Encore Beyoncé/Jay Z concert contingent on pac-12 game being moved
By André Coleman 05/13/2014
The Pasadena City Council voted Monday to approve Aug. 3 for a second concert featuring the superstar R&B couple at the Rose Bowl, but only on the condition that the Pac-12 agrees that the conference championship game will not be held at the Rose Bowl.
“Every year we have to reserve a date for the title game,” Rose Bowl General Manager Darryl Dunn told the Weekly. “The team with the best record wins the right to host the game.” If the Pac-12 does not agree to move the game to a neutral site should UCLA make it that far, “the concert will be canceled,” explained Dunn.
The council has already voted to host 18 displacement events, or one that attracts more than 25,000 people, in the stadium this year. A second Beyoncé/Jay-Z concert would put the council over the limit. City officials promised people living around the stadium that they would not host more than 18 displacement events in the stadium this year. The council voted Monday to approve the concert while waiting for the Pac-12’s response.

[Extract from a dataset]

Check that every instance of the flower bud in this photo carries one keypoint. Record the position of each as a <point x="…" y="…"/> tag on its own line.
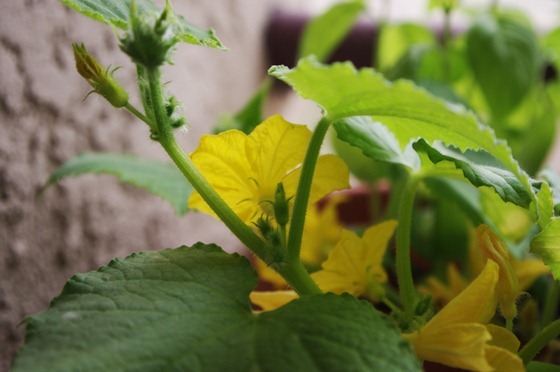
<point x="496" y="250"/>
<point x="99" y="78"/>
<point x="151" y="37"/>
<point x="281" y="206"/>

“The second Beyoncé/Jay Z concert is strictly contingent on the game being moved to a neutral site, and the Rose Bowl would be removed from its contractual obligation to host the game,” said Councilman Victor Gordo, who serves as the council’s liaison to the Rose Bowl Operating Co.
The city would receive a $302,500 flat license fee if more than 50,000 people attend the concert. Live Nation has also agreed to contribute $200,000 to help fund projects in the Central Arroyo where the Rose Bowl is located.
Neighbors living around the stadium agreed with the 18 event maximum as long as the council promised the city would not seek any deal to bring an NFL team to the Rose Bowl in 2014.
The Rose Bowl has long been talked about as a possible temporary home for a professional football team relocating to Los Angeles while a permanent stadium is built somewhere in Los Angeles County. The chance of that happening seemed to have improved earlier this year when a judge threw out a lawsuit filed by homeowners alleging the city’s environmental impact report (EIR) on bringing a pro team to Pasadena did not accurately study the impacts of the additional traffic and noise.
Members of the Linda Vista-Annandale Association — one of the groups in the coalition that filed the failed lawsuit against the city to stop the NFL — claimed the concert will have the same negative impacts on the residents living in the area.